Yesterday was a bad news day for the arts in South Carolina when governor Niki Haley used her line item veto to cut the state’s art commission. But, by the end of today, arts advocates and the democratic process won out when the SC house overrode the veto by a resounding 105 to 8 vote. The state senate followed suit with an override vote of 32-6. So that’s the good news.

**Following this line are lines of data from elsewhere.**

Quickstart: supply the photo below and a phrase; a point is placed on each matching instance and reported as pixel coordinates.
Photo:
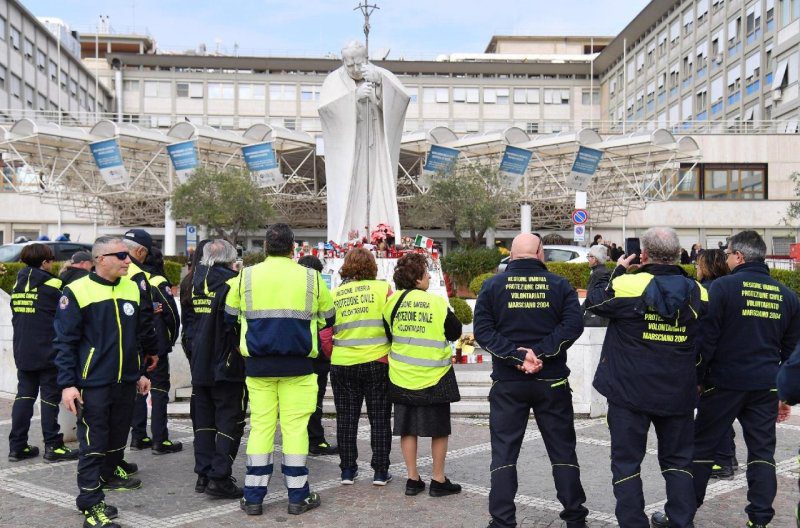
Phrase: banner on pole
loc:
(583, 169)
(184, 159)
(261, 161)
(108, 158)
(514, 165)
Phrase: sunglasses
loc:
(121, 255)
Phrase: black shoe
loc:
(138, 444)
(95, 517)
(129, 467)
(312, 501)
(200, 485)
(224, 489)
(441, 489)
(251, 508)
(167, 446)
(59, 453)
(722, 472)
(120, 481)
(323, 448)
(414, 487)
(26, 452)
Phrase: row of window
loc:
(721, 182)
(289, 92)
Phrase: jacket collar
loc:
(752, 267)
(526, 264)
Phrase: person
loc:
(359, 365)
(598, 272)
(79, 265)
(527, 318)
(421, 376)
(33, 308)
(362, 109)
(187, 309)
(712, 265)
(317, 444)
(281, 307)
(140, 246)
(647, 373)
(219, 396)
(98, 335)
(753, 325)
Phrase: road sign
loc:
(579, 233)
(580, 216)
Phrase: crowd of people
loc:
(98, 340)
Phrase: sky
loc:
(412, 29)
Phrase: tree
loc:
(466, 198)
(227, 202)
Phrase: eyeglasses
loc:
(121, 255)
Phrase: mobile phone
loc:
(633, 246)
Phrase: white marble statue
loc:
(362, 108)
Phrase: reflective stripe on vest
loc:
(420, 362)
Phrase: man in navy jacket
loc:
(527, 318)
(647, 373)
(753, 325)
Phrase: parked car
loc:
(62, 250)
(570, 254)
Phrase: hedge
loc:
(172, 270)
(461, 309)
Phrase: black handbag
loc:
(445, 390)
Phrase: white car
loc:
(570, 254)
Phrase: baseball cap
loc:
(141, 237)
(80, 256)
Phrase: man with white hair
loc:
(647, 373)
(362, 109)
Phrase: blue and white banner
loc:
(108, 157)
(514, 165)
(184, 159)
(439, 159)
(260, 159)
(583, 169)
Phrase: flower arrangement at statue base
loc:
(465, 350)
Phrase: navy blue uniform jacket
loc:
(527, 306)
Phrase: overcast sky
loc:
(408, 28)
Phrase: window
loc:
(130, 86)
(734, 182)
(220, 91)
(16, 86)
(589, 97)
(282, 92)
(15, 37)
(159, 89)
(189, 90)
(495, 95)
(752, 67)
(30, 96)
(734, 36)
(467, 95)
(309, 93)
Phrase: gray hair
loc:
(662, 245)
(101, 244)
(600, 252)
(354, 46)
(750, 244)
(218, 251)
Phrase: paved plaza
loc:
(38, 494)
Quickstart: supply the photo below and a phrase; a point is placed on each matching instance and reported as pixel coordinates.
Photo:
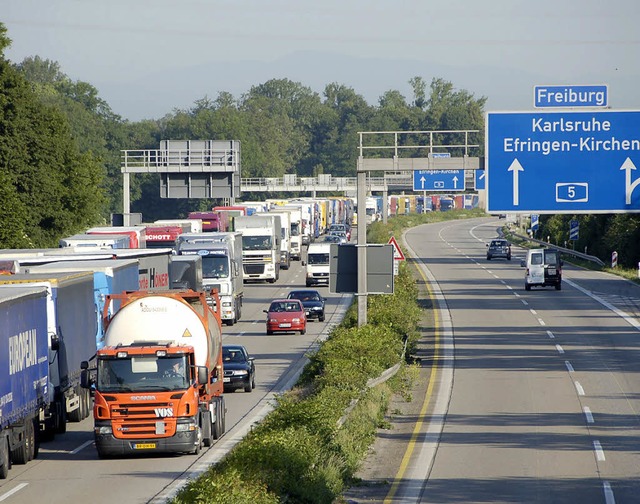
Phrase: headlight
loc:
(186, 424)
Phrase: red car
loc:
(286, 315)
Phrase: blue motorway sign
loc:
(570, 96)
(574, 229)
(535, 222)
(563, 162)
(438, 180)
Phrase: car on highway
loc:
(340, 227)
(312, 302)
(286, 315)
(498, 248)
(334, 238)
(544, 268)
(341, 234)
(239, 370)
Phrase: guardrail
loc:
(565, 251)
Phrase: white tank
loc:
(166, 318)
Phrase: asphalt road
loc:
(543, 396)
(68, 469)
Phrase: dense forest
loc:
(60, 148)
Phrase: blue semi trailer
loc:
(24, 373)
(71, 326)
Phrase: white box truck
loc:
(261, 236)
(221, 268)
(317, 264)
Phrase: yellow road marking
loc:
(427, 400)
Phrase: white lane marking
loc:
(588, 414)
(608, 493)
(81, 447)
(11, 492)
(630, 320)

The more good news is from a story in the Phoenix Business Journal reporting that the Flinn Foundation was restoring its arts funding program in Arizona. This is a great gift to the state.
Then what’s the bad news? The Flinn Foundation’s program will fund only organizations with budgets greater than $2.5 million or, in order to allow Alliance for Audience to qualify for funding, have audience development as its stated mission. I don’t want to look this gift-horse in the mouth and think that the Flinn program is commendable in many ways. It is symptomatic, however, of a larger problem in the arts funding community, a community that favors the status quo over innovation and the creation of new work. The twenty organizations being invited by Flinn to participate in its new program are the state’s “big boys:” the Arizona Ballet, Scottsdale Cultural Council, Phoenix Art Museum, Tuscon Symphony . . . you get the idea. Smaller companies are not eligible at all and individual artists – except insofar as they may be supported by one of the eligible companies – are out in the cold. Requirements for public funding – especially at the federal level – likewise favor the status quo over the innovative, most obviously through the requirements for an organization having been in existence for three fiscal years prior to an award and significant limitations on individual artist funding.
Such criteria built into the arts funding infrastructure create an environment that, if not outright hostile to new work and new forms, is nonetheless not supportive of such work either. That’s the bad news.